La psychologie de Weaver est bien complexe et une série Netflix pourrait sans autre voir le jour pour mieux comprendre l’origine de sa folle idée qu’il eut début novembre, mais nul besoin de débourser des millions de dollars en production : à la lecture d’autres témoignages, le joueur censé être professionnel se dévoile finalement comme un être complètement dépassé par les événements. Que ce soit en dehors du terrain, où il aurait berné un colocataire pour être transporté jusqu’à l’Aéroport de Genève, ou sous le panier avec un niveau physique digne d’un chausson aux pommes, Trent Weaver laissera dans les livres d’histoires du BBC Monthey la trace indélébile d’un homme un peu débile. C’est à demi-mot l’idée qui se dévoile derrière les propos de son agent Sevag Keucheyan au Matin : « Il est parti comme un voleur et aujourd’hui, Trent est face à ses responsabilités. Pour un joueur de son niveau, cela sera difficile de trouver un nouveau club prêt à payer pour les torts qu’il a causés en Valais ».
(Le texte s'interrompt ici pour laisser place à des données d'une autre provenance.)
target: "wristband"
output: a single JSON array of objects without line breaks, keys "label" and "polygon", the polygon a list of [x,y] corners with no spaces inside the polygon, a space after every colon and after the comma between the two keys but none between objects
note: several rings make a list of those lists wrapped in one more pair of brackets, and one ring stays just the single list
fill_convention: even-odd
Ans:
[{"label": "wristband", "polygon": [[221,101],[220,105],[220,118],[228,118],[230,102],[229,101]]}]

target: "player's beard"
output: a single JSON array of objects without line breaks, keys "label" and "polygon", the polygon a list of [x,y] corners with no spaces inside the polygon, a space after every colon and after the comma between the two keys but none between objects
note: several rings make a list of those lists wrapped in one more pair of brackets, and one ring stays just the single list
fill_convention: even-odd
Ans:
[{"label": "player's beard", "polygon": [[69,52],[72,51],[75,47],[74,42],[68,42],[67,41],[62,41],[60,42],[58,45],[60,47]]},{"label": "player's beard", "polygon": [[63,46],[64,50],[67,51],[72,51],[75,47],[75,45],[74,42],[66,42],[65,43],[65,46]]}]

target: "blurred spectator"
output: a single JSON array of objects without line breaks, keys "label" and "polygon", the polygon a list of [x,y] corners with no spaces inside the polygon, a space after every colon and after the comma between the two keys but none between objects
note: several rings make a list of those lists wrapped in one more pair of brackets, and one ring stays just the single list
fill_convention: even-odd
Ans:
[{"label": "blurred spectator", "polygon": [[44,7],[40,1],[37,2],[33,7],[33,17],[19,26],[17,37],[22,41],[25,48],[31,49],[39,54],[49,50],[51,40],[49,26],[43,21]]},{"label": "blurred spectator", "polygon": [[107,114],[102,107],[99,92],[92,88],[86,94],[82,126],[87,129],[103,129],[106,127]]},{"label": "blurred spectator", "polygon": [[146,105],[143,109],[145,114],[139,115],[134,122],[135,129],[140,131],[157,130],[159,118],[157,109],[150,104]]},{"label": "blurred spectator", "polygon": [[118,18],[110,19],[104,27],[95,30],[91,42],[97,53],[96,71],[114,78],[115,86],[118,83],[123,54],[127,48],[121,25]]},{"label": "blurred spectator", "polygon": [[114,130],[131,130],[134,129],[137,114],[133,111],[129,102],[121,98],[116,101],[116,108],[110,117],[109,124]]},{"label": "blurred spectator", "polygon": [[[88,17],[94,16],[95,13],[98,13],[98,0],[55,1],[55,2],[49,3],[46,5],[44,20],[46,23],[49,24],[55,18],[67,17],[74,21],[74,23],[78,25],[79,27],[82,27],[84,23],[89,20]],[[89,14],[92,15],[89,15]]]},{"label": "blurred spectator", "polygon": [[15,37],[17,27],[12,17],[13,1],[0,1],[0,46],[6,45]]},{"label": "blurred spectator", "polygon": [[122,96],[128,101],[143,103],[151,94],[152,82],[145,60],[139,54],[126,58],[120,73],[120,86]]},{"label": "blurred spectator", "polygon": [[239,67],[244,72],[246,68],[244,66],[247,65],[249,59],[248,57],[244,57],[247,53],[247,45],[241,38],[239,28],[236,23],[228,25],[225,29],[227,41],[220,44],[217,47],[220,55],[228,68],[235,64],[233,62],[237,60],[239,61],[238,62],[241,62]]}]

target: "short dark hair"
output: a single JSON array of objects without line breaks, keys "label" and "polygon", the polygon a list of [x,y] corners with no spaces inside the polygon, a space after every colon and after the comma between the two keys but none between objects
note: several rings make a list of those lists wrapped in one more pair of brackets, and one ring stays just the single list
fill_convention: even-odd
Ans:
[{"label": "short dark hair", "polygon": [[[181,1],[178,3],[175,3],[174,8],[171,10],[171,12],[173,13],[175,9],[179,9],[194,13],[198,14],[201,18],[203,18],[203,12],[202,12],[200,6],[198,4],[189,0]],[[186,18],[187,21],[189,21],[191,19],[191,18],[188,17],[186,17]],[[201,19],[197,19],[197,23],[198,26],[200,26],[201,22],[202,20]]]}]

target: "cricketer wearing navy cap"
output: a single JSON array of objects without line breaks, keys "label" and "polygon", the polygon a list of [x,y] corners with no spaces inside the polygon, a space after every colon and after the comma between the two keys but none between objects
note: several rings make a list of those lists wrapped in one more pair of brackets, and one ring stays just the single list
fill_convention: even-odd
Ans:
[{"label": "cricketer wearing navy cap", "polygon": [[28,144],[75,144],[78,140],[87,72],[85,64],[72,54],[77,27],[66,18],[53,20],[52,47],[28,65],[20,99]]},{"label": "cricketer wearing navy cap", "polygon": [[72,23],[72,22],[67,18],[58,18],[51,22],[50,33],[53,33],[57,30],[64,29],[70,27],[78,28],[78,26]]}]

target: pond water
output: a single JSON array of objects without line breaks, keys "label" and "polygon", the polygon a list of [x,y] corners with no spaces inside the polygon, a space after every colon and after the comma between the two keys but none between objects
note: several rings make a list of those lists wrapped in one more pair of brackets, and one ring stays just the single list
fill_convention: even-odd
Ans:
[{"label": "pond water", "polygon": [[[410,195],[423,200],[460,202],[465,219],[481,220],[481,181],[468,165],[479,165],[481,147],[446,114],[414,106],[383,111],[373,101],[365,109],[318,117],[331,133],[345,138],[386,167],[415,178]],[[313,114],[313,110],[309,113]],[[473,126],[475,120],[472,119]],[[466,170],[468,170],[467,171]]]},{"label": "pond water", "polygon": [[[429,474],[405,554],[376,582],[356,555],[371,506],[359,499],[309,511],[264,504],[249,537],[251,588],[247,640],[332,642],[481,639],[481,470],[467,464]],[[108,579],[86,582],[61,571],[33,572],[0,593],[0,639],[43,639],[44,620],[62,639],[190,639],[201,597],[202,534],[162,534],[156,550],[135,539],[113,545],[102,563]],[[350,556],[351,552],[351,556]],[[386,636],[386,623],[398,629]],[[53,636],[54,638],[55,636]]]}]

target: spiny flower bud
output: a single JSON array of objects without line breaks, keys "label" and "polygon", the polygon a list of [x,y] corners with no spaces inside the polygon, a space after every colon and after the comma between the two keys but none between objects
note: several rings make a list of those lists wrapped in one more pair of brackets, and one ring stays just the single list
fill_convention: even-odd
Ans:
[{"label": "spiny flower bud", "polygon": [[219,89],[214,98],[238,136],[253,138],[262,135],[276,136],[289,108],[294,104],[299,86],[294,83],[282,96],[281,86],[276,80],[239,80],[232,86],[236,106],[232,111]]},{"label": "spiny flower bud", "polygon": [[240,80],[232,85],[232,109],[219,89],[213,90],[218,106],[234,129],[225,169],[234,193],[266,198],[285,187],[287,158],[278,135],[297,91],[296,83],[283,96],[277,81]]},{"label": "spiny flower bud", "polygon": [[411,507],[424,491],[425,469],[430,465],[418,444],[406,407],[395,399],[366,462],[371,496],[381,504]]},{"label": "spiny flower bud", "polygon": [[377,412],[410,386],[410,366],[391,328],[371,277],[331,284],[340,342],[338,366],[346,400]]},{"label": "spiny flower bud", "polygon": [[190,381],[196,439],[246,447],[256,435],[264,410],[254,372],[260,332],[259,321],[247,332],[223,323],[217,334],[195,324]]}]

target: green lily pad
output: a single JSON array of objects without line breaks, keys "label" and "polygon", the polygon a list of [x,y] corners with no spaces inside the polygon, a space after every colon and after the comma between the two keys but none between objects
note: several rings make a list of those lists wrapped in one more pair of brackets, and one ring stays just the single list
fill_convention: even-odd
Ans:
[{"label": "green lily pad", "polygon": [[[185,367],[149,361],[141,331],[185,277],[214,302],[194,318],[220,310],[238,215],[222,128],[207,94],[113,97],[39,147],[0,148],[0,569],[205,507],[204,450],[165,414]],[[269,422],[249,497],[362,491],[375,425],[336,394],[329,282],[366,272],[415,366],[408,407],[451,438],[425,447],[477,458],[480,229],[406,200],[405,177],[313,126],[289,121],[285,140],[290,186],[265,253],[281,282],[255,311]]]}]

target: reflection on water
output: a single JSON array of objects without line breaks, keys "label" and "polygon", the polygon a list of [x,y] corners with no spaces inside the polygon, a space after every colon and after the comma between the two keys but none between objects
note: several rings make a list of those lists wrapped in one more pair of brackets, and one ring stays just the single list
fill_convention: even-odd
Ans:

En attendant l’issue finale de l’épisode, le BBC Monthey s’est in extremis attaché les services de l’Américain Jonathan Galloway pour compenser la perte de l’intérieur parti sans prévenir. Et autant dire qu’en un match gagné et réussi à tous niveaux, le nouvel homme fort du club valaisan a d’entrée montré ses facultés à se différencier du fabuleux destin de son compatriote Weaver qui lui, mérite amplement sa nomination au titre de Pigeon d’or du mois.